To address the high computational cost of dual-UNet architectures and the low fidelity of single-UNet designs in diffusion-based virtual try-on (VTON), this paper proposes Re-CatVTON—a lightweight single-UNet framework. Our method introduces three key innovations: (1) a spatially concatenated garment conditioning injection mechanism, eliminating redundant feature fusion; (2) direct injection of latent representations derived from real garments to mitigate error accumulation during denoising; and (3) a context-aware modified classifier-free guidance strategy for enhanced fine-grained control. Experiments demonstrate that Re-CatVTON significantly outperforms CatVTON on FID, KID, and LPIPS metrics, achieving quality comparable to the dual-UNet model Leffa. Moreover, it reduces GPU memory consumption by 37% and accelerates inference by 2.1×, striking an optimal trade-off between efficiency and visual fidelity.

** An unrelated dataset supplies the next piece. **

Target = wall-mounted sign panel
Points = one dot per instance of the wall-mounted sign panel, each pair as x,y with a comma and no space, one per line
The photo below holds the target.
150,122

Virtual Try-On (VTON) is the task of synthesizing an image of a person wearing a target garment, conditioned on a person image and a garment image. While diffusion-based VTON models featuring a Dual UNet architecture demonstrate superior fidelity compared to single UNet models, they incur substantial computational and memory overhead due to their heavy structure. In this study, through visualization analysis and theoretical analysis, we derived three hypotheses regarding the learning of context features to condition the denoising process. Based on these hypotheses, we developed Re-CatVTON, an efficient single UNet model that achieves high performance. We further enhance the model by introducing a modified classifier-free guidance strategy tailored for VTON's spatial concatenation conditioning, and by directly injecting the ground-truth garment latent derived from the clean garment latent to prevent the accumulation of prediction error. The proposed Re-CatVTON significantly improves performance compared to its predecessor (CatVTON) and requires less computation and memory than the high-performance Dual UNet model, Leffa. Our results demonstrate improved FID, KID, and LPIPS scores, with only a marginal decrease in SSIM, establishing a new efficiency-performance trade-off for single UNet VTON models.